Troop formations, missile displays, and armored vehicles rolled through the massive Kim Il Sung Square in Pyongyang, as the country's current leader, Kim Jong Un, perched on the balcony and gave the occasional nod and salute to thousands of his subjects below.

USA officials said Friday the president's advisers weighed a range of ideas for how to get North Korea to abandon its nuclear program, including military options and trying to overthrow the isolated communist dictatorship's leadership.

Foreign Minister Wang Yi told reporters no one would win in a military conflict between the US and North Korea.

During a speech at the parade, a high-ranking North Korean official blamed the Trump administration for heightened tensions on the Korean peninsula, saying North Korea will respond with "all-out war and a nuclear war" if attacked.

Last month, Xinhua noted, the foreign minister suggested as a first step that North Korea could suspend its nuclear and missile activities in exchange for the suspension of large-scale U.S.

Soldiers carried out on trucks North Korea's "Pukguksong" missile, which can be fired from a submarine.

North Korea showed two new kinds of ICBM enclosed in canister launchers mounted on the back of trucks, suggesting Pyongyang was working towards a "new concept" of ICBM, said Melissa Hanham, a senior research associate at the USA -based Middlebury Institute of International Studies at Monterey, California.

"If the USA comes with reckless military maneuvers then we will confront it with ... the pre-emptive strike", Han said.

Kim did not address the rally himself on Saturday, instead waving and smiling as ecstatic crowds of flag- and flower-bearing civilians - men in suits, women in traditional hanbok dresses - filed past him behind the military display.

The official, who wasn't authorized to be quoted by name and demanded anonymity, lamented Pyongyang's "far too common and far too dangerous" provocations, and said Washington would work with worldwide partners to cut the North's government off "from the rest of the world".

The show of strength comes amid mounting tension, with a U.S aircraft carrier group steaming towards the region.

"The bottom line is that North Korea has an improving nuclear weapons arsenal", said David Albright, the institute's president.

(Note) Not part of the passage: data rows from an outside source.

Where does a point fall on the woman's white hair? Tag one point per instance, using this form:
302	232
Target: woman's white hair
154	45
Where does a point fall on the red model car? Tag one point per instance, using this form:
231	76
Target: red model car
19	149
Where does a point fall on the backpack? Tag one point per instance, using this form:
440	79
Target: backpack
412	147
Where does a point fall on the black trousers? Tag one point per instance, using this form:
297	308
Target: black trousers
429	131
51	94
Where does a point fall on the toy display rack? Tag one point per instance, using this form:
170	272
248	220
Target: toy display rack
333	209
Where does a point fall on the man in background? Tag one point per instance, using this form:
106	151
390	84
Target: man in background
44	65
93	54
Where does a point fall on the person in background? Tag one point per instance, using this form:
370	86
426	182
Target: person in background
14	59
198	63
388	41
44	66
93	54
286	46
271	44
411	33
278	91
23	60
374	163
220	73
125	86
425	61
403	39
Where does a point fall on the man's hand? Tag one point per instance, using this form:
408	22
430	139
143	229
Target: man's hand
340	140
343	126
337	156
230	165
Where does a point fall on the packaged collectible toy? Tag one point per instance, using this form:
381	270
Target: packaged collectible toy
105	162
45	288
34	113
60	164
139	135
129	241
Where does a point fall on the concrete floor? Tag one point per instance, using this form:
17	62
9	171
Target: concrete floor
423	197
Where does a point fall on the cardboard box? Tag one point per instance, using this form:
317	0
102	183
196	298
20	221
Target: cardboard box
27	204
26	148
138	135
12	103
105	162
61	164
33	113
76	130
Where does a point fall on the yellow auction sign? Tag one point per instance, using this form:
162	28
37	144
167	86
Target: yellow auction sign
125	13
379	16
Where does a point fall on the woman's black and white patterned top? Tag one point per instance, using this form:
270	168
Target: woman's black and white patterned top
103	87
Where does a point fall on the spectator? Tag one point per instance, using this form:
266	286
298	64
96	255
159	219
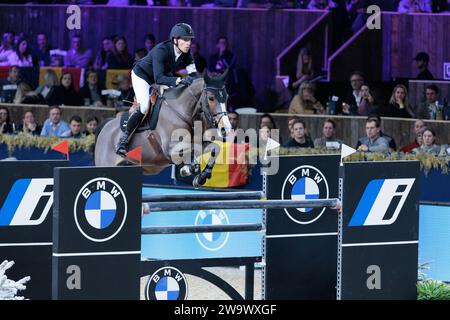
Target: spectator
199	60
54	126
368	103
65	93
390	139
419	126
291	121
29	125
328	139
75	128
353	99
39	96
398	104
91	92
91	126
300	139
305	102
305	71
422	60
428	143
77	56
41	52
100	60
149	42
22	55
8	86
6	48
126	90
428	109
6	124
267	120
373	142
139	54
119	57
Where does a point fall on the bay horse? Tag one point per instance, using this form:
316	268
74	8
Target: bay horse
205	99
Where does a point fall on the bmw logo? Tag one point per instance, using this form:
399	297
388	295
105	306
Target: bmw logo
305	183
100	209
167	283
212	241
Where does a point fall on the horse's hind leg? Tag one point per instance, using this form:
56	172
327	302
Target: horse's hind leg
201	178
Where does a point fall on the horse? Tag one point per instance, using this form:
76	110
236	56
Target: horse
205	99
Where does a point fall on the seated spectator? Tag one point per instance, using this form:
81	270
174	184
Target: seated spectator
23	90
422	60
75	129
390	139
328	139
300	140
305	102
22	55
428	143
305	71
353	99
368	103
373	142
419	128
100	60
149	42
8	86
29	125
126	97
65	93
428	109
91	126
267	120
199	60
6	125
119	57
91	92
398	104
139	54
6	48
39	96
54	125
77	56
41	52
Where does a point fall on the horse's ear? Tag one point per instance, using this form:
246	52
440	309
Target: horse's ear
206	77
224	76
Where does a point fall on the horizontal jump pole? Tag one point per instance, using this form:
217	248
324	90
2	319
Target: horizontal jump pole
244	195
241	204
202	228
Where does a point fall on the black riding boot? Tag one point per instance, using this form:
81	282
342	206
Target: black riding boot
134	120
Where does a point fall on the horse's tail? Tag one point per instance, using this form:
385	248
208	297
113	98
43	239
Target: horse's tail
97	132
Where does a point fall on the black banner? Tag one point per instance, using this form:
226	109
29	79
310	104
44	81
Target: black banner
96	233
379	231
26	197
300	249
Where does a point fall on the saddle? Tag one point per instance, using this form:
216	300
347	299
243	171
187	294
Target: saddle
150	119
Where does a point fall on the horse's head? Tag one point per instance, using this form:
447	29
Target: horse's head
213	103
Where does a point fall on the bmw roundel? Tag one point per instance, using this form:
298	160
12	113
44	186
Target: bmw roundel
305	183
100	209
212	241
167	283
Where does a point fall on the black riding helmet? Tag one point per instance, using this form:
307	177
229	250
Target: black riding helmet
181	30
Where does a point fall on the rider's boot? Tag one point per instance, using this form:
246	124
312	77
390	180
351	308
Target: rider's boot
133	122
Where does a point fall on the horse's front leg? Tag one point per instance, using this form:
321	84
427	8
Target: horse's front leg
201	178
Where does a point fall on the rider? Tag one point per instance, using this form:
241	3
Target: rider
159	66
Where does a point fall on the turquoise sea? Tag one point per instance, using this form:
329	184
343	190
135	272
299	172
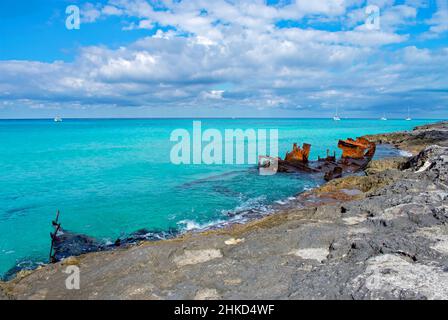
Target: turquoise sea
110	178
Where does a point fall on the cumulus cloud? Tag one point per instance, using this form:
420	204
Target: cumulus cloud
197	47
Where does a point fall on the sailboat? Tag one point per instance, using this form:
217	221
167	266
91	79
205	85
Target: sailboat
336	117
409	116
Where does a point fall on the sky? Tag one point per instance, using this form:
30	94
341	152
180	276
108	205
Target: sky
224	58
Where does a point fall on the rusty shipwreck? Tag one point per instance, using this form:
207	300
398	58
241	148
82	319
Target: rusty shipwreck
356	155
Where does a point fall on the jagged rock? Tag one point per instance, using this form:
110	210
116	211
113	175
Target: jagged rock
377	166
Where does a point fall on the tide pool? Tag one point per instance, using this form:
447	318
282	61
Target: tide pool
110	178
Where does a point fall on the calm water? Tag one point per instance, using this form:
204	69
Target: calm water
112	177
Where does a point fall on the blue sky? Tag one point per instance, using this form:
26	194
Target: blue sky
168	58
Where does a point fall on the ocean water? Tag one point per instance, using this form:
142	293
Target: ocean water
110	178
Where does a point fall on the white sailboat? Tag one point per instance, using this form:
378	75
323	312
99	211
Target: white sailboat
336	117
409	116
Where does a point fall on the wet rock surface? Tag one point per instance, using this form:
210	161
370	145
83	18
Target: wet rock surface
379	236
417	139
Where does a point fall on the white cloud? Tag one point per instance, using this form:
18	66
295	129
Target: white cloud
238	43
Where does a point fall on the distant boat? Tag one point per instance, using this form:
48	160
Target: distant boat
409	116
336	117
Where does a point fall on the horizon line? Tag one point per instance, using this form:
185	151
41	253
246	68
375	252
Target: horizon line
229	118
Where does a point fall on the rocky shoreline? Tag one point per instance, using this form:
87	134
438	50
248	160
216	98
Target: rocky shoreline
383	235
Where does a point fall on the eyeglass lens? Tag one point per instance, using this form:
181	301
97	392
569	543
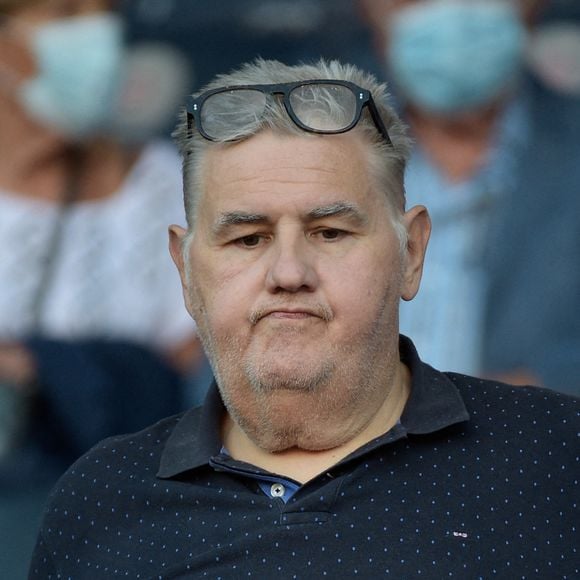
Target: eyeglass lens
224	115
324	107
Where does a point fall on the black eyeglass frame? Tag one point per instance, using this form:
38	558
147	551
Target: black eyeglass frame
363	98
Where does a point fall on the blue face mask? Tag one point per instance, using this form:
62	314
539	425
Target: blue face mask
448	56
79	62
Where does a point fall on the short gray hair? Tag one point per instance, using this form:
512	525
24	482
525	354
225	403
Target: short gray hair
386	161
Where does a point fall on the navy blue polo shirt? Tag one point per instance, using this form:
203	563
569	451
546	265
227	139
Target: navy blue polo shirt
478	480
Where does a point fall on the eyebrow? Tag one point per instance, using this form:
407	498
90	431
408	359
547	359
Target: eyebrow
341	208
236	218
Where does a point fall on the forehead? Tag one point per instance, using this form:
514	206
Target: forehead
270	171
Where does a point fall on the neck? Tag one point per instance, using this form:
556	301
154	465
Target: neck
303	465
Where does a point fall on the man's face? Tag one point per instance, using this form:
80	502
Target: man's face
296	276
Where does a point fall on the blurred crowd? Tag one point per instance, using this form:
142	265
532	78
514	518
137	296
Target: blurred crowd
94	337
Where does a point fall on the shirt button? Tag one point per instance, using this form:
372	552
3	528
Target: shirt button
277	490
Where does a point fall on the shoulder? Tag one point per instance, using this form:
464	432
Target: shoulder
115	463
528	410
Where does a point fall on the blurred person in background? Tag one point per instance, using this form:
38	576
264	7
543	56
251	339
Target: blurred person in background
82	355
497	163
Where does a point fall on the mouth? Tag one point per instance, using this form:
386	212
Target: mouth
291	313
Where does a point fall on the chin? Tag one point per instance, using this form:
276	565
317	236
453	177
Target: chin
300	376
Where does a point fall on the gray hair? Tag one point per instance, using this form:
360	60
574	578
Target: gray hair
386	161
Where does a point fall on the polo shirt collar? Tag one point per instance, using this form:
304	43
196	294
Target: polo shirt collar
434	403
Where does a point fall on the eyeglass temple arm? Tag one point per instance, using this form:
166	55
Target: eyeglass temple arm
378	121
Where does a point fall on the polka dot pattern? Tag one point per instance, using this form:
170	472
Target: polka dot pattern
495	496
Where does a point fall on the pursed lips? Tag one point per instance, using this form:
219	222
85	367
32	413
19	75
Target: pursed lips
290	314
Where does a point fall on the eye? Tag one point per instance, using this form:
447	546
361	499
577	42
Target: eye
250	241
331	234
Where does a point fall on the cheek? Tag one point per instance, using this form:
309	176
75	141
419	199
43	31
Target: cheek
224	295
361	286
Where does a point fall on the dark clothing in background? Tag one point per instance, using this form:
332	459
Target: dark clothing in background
479	479
533	313
90	390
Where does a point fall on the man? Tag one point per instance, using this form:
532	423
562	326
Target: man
326	446
496	162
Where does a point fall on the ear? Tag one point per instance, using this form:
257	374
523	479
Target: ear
418	224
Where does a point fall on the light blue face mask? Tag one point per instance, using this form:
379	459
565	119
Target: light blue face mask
449	56
79	62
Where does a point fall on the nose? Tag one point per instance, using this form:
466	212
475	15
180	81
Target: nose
291	268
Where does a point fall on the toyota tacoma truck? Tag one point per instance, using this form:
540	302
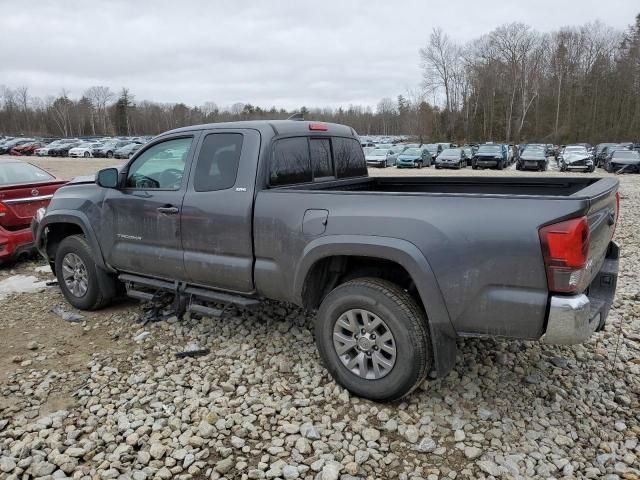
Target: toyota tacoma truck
397	268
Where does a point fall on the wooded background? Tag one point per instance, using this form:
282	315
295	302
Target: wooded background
514	84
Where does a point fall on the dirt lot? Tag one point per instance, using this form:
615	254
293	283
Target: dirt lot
106	397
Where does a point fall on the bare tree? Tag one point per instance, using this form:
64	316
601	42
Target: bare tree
101	97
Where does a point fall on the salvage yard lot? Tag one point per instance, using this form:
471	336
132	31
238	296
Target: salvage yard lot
99	398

The 1950-53 Korean War ended in an armistice rather than a peace treaty and Pyongyang says that it needs nuclear weapons to defend itself against a possible U.S. invasion. Pyongyang has recently been ratcheting up its threats to strike the United States with a missile, blaming President Donald Trump's bellicose rhetoric against the regime.

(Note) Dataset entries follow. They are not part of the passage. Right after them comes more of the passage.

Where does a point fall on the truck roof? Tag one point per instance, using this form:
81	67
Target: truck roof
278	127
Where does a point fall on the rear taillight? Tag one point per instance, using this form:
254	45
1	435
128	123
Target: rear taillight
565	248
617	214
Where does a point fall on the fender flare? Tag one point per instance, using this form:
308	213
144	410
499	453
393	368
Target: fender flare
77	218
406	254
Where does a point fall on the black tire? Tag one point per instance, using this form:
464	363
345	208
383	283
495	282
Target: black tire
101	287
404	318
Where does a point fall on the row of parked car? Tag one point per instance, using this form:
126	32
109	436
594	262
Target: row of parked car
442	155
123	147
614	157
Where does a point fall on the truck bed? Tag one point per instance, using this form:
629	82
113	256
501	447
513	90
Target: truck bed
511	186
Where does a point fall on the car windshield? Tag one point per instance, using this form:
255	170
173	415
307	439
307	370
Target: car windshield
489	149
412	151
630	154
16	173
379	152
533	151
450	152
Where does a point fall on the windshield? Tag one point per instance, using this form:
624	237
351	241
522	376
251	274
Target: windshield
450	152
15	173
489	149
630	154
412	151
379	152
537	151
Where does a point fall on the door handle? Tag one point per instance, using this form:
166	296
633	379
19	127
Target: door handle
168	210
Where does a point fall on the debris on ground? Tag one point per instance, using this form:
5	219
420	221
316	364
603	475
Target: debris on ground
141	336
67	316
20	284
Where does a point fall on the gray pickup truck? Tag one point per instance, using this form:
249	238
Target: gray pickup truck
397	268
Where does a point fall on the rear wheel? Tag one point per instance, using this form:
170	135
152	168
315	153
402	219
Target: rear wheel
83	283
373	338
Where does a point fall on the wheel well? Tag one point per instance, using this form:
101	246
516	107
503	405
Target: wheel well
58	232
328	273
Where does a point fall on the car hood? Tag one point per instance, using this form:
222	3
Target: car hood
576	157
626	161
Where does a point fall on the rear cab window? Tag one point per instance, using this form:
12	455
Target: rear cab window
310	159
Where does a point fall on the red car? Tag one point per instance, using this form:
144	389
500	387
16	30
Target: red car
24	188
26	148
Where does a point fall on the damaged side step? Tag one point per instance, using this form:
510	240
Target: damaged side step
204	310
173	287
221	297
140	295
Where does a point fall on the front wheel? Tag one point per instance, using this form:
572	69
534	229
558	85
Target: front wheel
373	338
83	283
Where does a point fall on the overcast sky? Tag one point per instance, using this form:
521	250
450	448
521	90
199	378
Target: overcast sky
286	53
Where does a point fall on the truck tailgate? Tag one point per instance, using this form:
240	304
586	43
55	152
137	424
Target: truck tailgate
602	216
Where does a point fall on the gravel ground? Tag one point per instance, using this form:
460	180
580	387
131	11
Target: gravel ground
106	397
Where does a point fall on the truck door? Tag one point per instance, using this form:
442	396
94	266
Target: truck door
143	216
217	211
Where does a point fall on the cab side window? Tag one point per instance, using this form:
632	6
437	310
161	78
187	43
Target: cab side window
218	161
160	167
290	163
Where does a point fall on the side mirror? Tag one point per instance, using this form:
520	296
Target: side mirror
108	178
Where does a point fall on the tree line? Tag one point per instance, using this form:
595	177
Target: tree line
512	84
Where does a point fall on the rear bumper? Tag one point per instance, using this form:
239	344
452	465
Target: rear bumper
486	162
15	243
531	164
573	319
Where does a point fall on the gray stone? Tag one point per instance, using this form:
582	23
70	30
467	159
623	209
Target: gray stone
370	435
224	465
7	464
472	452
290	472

The reappearance of Kim Won-hong, the state security minister whom South Korean officials believed was purged earlier this year, also caught the attention of local authorities.

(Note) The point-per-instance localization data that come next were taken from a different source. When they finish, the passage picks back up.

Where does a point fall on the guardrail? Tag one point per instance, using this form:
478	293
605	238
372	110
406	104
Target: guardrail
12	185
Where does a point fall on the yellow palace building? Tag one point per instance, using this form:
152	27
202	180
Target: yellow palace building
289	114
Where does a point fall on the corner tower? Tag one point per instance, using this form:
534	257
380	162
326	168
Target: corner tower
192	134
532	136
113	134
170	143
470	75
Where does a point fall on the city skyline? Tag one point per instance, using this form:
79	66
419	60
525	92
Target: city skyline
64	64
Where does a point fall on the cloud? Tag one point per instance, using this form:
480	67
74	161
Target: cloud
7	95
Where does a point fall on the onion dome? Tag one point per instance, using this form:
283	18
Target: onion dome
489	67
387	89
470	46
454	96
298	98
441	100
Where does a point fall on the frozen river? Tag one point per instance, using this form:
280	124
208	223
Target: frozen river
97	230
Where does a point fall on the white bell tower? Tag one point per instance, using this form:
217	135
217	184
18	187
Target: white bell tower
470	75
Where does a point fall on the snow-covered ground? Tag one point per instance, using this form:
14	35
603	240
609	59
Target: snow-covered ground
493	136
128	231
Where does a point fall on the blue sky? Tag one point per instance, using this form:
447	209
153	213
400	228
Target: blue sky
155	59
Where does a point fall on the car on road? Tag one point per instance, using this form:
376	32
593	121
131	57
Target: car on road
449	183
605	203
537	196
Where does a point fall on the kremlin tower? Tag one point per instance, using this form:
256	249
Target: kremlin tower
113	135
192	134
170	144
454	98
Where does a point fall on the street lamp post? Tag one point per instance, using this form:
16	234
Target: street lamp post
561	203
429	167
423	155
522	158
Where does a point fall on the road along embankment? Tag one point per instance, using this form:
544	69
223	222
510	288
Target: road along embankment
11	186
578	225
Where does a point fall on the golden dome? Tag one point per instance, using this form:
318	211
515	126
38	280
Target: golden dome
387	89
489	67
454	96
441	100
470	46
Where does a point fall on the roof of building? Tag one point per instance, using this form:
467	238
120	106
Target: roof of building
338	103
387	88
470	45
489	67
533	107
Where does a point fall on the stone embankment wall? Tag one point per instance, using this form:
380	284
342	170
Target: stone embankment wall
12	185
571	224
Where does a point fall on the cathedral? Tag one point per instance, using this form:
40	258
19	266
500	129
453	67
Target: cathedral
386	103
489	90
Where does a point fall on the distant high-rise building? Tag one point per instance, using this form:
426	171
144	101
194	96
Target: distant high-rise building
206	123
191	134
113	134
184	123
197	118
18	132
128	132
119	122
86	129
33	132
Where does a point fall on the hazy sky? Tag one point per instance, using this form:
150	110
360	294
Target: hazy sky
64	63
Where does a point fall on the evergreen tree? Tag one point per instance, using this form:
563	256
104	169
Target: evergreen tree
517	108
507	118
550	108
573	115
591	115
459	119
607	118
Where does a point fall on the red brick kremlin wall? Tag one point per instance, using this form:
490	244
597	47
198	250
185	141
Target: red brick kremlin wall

"That is something that our headquarters decides", Han said.

But Han said it was prepared for provocative acts.

North Korea is known to have invited about 200 foreign journalists to let them cover the country's celebrations of the key national holiday.

North Korea, still technically at war with the South after their 1950-53 conflict ended in a truce but not a treaty, has on occasion conducted missile or nuclear tests to coincide with big political events and often threatens the United States, South Korea and Japan.

As for the Trump administration's policy, the USA officials emphasized that no engagement of North Korea is currently taking place, and that the focus now was on pressure.

Pyongyang has undertaken five nuclear tests since 2006.